UPDATED with stock movement: Les Moonves, the once-powerful former CEO of CBS, will not be getting a single dime of the $120 million in severance he expected after stepping down under allegations of misconduct this fall, the company’s board has decided today.
“The Board of Directors of CBS has completed its investigation of former Chairman and CEO Leslie Moonves, CBS News, and cultural issues at CBS,” the company said in a statement Monday. “With regard to Mr. Moonves, we have determined that there are grounds to terminate for cause, including his willful and material misfeasance, violation of Company policies and breach of his employment contract, as well as his willful failure to cooperate fully with the Company’s investigation. Mr. Moonves will not receive any severance payment from the Company.”
Les Moonves' Lawyer Fires Opening Salvo In Legal War With CBS; Calls No Severance & Firing Decision 'Without Merit'
Moonves is expected to take take legal action in regards to not getting the big-bucks payout he anticipated. His spokesperson did not respond to Deadline’s request for comment.
CBS stock, which during the regular trading day sank 2.5% to a new one-year low, rallied nearly 1% after hours. Wall Street generally has been supportive of the moves the company has made to turn the page on the Moonves era. But a prolonged legal battle with the former chairman would be another pricey distraction unlikely to ease investor’s minds.
The board’s decision seemed all but inevitable, given the disclosures from a draft of an internal report obtained by The New York Times, which revealed that Moonves had destroyed evidence and misled investigators in an effort to protect his reputation and payout. In that preliminary report, investigators said they had substantiated numerous accusations of sexual misconduct and uncovered previously undisclosed allegations of wrongdoing.
Moonves resigned in September, after The New Yorker published a follow-on report by Ronan Farrow detailing new allegations by six women spanning from the 1980s to the 2000s. These fresh accounts of sexual misconduct include claims that Moonves forced women to perform oral sex on him and that he exposed himself to them without their consent.
The women’s accusations were similar to those made by six other women, who claimed they were subjected Moonves’ to unwelcome sexual advances and suffered professional retaliation when they rebuffed the now-disgraced television executive.
CBS’ directors said the investigators concluded that harassment and retaliation are not pervasive at the media company. However, investigators did find instances of “improper and unprofessional conduct” that were inconsistent with CBS’ stated policies on creating a harassment-free environment.
The two law firms conducting the investigation, Debevoise & Plimpton and Covington & Burling, also found that the company’s human resources department was lacking, noting it “did not hold high performers accountable” for their conduct or protect employees from retaliation.
The newly constituted CBS board and its acting CEO, Joe Ianniello, already have started making changes, including appointing a new chief people officer, Laurie Rosenfield.
Read the full CBS board statement here:
The Board of Directors of CBS has completed its investigation of former Chairman and CEO Leslie Moonves, CBS News, and cultural issues at CBS.

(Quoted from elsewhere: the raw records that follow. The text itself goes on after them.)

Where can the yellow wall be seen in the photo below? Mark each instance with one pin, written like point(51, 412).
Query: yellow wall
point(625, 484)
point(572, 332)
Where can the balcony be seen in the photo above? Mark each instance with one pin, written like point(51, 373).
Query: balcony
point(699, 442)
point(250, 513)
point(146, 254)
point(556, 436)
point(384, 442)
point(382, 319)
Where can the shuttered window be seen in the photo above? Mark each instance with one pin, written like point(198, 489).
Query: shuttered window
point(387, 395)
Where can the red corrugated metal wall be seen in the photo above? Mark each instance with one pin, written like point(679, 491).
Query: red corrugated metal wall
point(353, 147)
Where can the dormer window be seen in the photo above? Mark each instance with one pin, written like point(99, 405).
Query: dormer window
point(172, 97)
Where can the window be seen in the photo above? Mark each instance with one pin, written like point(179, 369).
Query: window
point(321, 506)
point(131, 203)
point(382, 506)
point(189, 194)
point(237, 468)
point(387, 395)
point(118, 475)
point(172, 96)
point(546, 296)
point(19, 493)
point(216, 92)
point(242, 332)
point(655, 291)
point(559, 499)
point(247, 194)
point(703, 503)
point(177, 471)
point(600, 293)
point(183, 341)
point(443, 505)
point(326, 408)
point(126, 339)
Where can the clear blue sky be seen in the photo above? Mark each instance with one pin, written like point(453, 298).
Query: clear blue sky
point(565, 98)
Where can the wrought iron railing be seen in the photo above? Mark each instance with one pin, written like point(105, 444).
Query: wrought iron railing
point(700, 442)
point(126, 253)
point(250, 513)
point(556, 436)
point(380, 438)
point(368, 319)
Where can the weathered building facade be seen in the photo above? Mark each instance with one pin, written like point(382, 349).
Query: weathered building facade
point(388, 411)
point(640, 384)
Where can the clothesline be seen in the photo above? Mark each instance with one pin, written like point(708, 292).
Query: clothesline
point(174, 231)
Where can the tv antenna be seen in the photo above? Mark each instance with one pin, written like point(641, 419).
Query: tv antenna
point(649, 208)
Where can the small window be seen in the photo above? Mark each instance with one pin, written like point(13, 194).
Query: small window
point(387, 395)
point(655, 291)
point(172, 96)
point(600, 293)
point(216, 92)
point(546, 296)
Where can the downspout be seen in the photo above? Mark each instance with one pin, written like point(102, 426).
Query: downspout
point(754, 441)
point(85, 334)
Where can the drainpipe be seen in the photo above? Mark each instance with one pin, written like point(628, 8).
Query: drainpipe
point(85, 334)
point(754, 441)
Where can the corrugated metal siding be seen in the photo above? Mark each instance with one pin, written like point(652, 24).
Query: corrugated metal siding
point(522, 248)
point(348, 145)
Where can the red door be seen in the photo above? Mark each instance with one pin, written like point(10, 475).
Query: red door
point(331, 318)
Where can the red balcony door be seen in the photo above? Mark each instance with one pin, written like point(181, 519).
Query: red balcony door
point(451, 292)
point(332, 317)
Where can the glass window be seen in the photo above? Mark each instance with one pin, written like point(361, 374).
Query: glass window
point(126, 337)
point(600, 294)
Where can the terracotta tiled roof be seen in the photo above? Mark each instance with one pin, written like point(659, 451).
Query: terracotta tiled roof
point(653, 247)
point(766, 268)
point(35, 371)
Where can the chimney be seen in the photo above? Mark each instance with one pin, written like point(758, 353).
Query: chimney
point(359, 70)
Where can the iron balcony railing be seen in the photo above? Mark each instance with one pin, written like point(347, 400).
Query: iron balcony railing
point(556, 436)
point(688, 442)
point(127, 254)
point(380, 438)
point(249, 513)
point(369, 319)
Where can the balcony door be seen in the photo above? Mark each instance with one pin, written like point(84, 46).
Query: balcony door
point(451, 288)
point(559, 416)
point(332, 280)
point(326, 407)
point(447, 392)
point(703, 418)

With regard to Mr. Moonves, we have determined that there are grounds to terminate for cause, including his willful and material misfeasance, violation of Company policies and breach of his employment contract, as well as his willful failure to cooperate fully with the Company’s investigation. Mr. Moonves will not receive any severance payment from the Company.
As a result of their work, the investigators also concluded that harassment and retaliation are not pervasive at CBS. However, the investigators learned of past incidents of improper and unprofessional conduct, and concluded that the Company’s historical policies, practices and structures have not reflected a high institutional priority on preventing harassment and retaliation. The investigation determined that the resources devoted to the Company’s Human Resources function, to training and development, and to diversity and inclusion initiatives have been inadequate, given the size and complexity of CBS’ businesses. Employees also cited past incidents in which HR and the Company did not hold high performers accountable for their conduct and protect employees from retaliation.
The Board, which includes six new members, and the Company’s new management have already begun to take robust steps to improve the working environment for all employees. Among other things, the Company appointed a new Chief People Officer, is actively engaged in ways to enhance and reimagine the Human Resources function, and has retained outside expert advisors to develop other initiatives for promoting a workplace culture of dignity, transparency, respect and inclusion. These efforts will continue to be a high priority for the Board and the Company’s management, and we will continue to work together to communicate with our workforce in that regard.
We would like to thank everyone who cooperated with the investigation and applaud CBS’ employees for remaining focused on their jobs during this very difficult time. We look forward to the people of CBS returning their full attention to the outstanding work that they do every single day.